All the writes in Zookeeper go through the Master node, thus it is guaranteed that all writes will be sequential. If a client wants to store data in the ZooKeeper ensemble, it sends the znode path and the data to the server. However, for writes to be completed successfully, a strict majority of the nodes of the ZooKeeper ensemble are required to be available. When the ZooKeeper service is brought up, one node from the ensemble is elected as the leader. When a client issues a write request, the connected server passes on the request to the leader. This leader then issues the same write request to all the nodes of the ensemble. If a strict majority of the nodes (also known as a quorum) respond successfully to this write request, the write request is considered to have succeeded. A successful return code is then returned to the client who initiated the write request. If a quorum of nodes are not available in an ensemble, the ZooKeeper service is nonfunctional.

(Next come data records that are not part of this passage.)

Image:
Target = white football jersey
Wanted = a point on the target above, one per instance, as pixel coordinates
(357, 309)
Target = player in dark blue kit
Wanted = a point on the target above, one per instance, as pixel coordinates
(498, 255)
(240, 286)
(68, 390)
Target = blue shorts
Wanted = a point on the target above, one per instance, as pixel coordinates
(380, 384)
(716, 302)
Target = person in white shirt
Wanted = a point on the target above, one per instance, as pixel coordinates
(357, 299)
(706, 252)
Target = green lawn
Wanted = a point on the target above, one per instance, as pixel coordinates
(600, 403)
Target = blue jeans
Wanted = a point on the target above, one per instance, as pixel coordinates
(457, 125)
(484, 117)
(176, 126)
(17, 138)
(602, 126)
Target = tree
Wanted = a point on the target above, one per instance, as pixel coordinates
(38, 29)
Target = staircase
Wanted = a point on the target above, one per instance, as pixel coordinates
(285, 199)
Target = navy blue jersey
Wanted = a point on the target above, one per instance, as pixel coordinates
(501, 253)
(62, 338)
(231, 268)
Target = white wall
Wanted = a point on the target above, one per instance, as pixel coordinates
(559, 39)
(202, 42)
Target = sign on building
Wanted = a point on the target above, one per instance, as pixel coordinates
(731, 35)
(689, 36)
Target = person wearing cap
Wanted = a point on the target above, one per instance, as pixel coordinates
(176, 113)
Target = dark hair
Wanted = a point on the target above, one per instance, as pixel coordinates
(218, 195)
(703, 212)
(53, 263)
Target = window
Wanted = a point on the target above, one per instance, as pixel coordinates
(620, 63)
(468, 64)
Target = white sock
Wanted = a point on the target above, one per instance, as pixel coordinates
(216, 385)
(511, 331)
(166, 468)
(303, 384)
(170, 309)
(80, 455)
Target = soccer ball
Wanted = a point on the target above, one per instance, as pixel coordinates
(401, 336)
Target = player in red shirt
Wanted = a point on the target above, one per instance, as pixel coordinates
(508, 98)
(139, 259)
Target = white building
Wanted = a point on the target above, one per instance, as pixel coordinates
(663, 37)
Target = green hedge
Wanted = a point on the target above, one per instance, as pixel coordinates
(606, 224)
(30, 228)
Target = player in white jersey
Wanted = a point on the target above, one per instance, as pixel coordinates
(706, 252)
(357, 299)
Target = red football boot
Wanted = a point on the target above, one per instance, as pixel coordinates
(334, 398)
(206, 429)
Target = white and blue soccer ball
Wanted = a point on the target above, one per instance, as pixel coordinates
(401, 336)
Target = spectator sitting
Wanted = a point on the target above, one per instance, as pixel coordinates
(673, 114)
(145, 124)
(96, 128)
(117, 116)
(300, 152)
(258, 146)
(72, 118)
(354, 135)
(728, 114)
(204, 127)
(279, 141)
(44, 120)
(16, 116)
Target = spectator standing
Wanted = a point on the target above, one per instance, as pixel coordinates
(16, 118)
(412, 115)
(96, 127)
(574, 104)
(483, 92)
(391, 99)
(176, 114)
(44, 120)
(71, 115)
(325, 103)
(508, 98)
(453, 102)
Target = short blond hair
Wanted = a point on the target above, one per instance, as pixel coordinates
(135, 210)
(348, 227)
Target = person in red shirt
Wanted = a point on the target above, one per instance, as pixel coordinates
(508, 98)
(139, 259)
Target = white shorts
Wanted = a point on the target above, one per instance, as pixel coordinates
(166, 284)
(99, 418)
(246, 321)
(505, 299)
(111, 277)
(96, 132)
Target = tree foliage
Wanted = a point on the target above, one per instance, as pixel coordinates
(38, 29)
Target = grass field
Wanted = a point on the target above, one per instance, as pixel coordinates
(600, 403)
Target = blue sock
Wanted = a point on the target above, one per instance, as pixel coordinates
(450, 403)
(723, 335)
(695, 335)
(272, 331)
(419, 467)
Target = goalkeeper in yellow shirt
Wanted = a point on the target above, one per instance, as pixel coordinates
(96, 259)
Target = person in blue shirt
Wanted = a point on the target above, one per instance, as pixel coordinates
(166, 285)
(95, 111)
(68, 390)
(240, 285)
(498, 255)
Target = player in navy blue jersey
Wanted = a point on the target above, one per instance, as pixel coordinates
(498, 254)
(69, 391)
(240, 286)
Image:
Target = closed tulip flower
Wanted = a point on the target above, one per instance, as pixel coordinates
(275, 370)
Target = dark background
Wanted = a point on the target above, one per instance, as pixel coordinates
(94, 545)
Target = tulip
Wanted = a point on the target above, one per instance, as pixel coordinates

In zookeeper, concurrent writes cannot be made. Linear writes guarantee can be problematic if Zookeeper is used for write dominant workload. Zookeeper is ideally used for coordinating message exchanges between clients, which involves less writes and more reads.
A quorum is represented by a strict majority of nodes in a ZooKeeper ensemble.
Reads are always read from the ZooKeeper server connected to the client, so their performance doesn't change as the number of servers in the ensemble changes. However, writes are successful only when written to a quorum of nodes. This means that the write performance decreases as the number of nodes in the ensemble increases since writes have to be written to and coordinated among more servers.
The beauty of ZooKeeper is that it is up to you how many servers you want to run. If you would like to run one server, that's fine from ZooKeeper's perspective; you just won't have a highly reliable or available system. A three-node ZooKeeper ensemble will support one failure without loss of service, which is probably fine for most users and arguably the most common deployment topology. However, to be safe, use five nodes in your ensemble. A five-node ensemble allows you to take one server out for maintenance or rolling upgrade and still be able to withstand a second unexpected failure without interruption of service.
In short three, five, or seven is the most typical number of nodes in a ZooKeeper ensemble. Keep in mind that the size of your ZooKeeper ensemble has little to do with the size of the nodes in your distributed system. The nodes in your distributed system would be clients to the ZooKeeper ensemble, and each ZooKeeper server can handle a large number of clients scalably.
NOTE: Because a quorum of servers is necessary for progress, ZooKeeper cannot make progress in the case that enough servers have permanently failed that no quorum can be formed. It is OK if servers are brought down and eventually boot up again, but for progress to be made, a quorum must eventually boot up.